The bride looked ravishing in white — even if it was really green. The average wedding produces over 400 pounds of trash — but there's no reason your big day has to have a big carbon footprint. The Green Bride specializes in conscientious wedding wear, with bridal gowns — many of them high-end or couture — bridesmaid dresses and tuxes all in stock, with many of them "pre-loved" and sold on consignment. You can even save some green by going green: Both the environment and your future mate will love you for it.

Tucked away a block from the main drag in downtown Golden, Kerry Swanson's Rewind has a little of this and little of that, from better women's clothing and jewelry to furniture and other household items. Cozy, with the merchandise displayed in a number of small themed rooms, Rewind is a fun place to wander through, and your chances of finding a flamboyant tutu-and-jean-jacket duo or a swell pair of cowgirl boots are better than average. When in Golden, do as the Goldenites do: Veer away from Washington Street and keep your eyes peeled for treasures like this one.

There are plenty of chefs who rise to the top by graduating from the school of hard knocks, forgoing culinary school to hone their skills in real-world kitchens. But culinary schools aren't just for aspiring chefs; they're also for consumers, and at Cook Street School of Culinary Arts, the curriculum caters to both, offering a full-fledged professional program for aspiring toques and hands-on recreational classes for those who want to sharpen their knife skills, learn the fundamentals of deboning a leg of lamb or plan a romantic dinner for two with more know-how than Rachael "Thirty Minute Mistakes" Ray. Cook Street also has a fleet of instructors — former Z Cuisine chef de cuisine Pete Ryan and Mark "Meathead" DeNittis, the owner of Il Mondo Vecchio, among them — who are some of the best in the industry, and with new courses on the horizon, including butchery and cheese, the school keeps up with the food movements that shape the way we eat.

Denver-based Omerica Organic is all about the O's. And at least among the growing circle of body-art-inclined folks who cultivate stretched holes in their earlobes, it's becoming the go-to place online to buy the jewelry needed to do it. Made from beautiful hand-finished hardwoods decorated with inlays, jewels or cutouts and finished with beeswax or, for vegans, jojoba oil, Omerica's ear plugs all benefit from a human touch, as do the company's newer forays: wooden belt buckles and dog tag pendants. This company, led by entrepreneurial war veteran Ryan Lorenz, cares.

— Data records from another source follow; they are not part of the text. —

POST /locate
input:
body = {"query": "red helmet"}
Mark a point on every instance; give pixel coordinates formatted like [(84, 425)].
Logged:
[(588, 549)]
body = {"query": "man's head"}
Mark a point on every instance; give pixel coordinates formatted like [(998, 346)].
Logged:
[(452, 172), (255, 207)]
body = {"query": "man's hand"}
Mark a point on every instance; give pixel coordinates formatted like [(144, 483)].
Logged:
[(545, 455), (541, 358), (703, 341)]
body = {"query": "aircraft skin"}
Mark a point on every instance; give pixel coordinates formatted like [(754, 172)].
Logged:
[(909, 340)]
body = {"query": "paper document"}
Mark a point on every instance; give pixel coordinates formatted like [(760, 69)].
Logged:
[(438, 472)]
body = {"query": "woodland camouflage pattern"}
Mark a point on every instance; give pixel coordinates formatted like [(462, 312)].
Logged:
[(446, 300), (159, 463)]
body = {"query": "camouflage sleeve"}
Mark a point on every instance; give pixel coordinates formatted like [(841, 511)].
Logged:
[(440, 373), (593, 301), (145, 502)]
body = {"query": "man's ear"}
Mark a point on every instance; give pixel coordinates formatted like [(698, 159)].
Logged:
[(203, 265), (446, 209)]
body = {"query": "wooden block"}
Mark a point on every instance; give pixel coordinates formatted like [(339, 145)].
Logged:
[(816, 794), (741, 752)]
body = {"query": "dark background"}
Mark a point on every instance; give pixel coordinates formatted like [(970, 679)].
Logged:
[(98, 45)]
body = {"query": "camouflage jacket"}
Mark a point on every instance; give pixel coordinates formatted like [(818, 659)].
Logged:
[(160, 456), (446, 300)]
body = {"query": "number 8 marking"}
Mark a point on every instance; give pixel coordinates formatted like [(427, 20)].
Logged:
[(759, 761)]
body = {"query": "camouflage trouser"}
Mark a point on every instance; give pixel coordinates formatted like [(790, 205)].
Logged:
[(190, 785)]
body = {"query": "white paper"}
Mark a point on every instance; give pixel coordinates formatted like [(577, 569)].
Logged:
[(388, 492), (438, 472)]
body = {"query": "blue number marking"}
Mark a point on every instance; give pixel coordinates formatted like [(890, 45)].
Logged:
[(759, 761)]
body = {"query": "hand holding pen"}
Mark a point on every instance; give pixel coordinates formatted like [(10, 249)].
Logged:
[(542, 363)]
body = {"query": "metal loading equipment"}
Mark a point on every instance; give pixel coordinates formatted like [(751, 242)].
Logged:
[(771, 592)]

Humans spend an ever-increasing amount of time poking at their phones, something that might not be good for their health in the long run — unless they have the iTriage app. Healthagen, the Lakewood developer that created the app, claims that iTriage helps answer these two pressing questions: "What's wrong with me?" and "What do I need to do, or where do I need to go for treatment?" The app lets users look up symptoms and causes, as well as locate appropriate medical care. It can also fill out forms before you arrive at the hospital and locate emergency rooms with the shortest wait time. It's not 911, but it might be smarter.

Juliet Wittman

Forget all the pious exhortations to eat local, organic, seasonal. They're all real enough, but they're not the reason we eagerly anticipate the opening of the Boulder County Farmers' Market in early April and visit faithfully, week after week, as the offerings change from tender lettuce and spinach to the corn, eggplants and tomatoes of full summer, and then the September apples, pears and hard-shelled squashes that push us into an orgy of freezing, canning and storage. Produce isn't the whole story: The market also offers beef, chicken, duck, cheeses, eggs, honey and a variety of prepared foods, from tortillas to chocolates, all of it — and this is a strict and crucial rule — locally sourced. We go for all of that, to be sure, but we go primarily because the market represents an important coming together of the community, where farmers offer growing tips, buyers commiserate with farmers about the weather and exchange recipes with each other, friends connect, and everyone remembers just how vibrant and important a role food plays in our lives.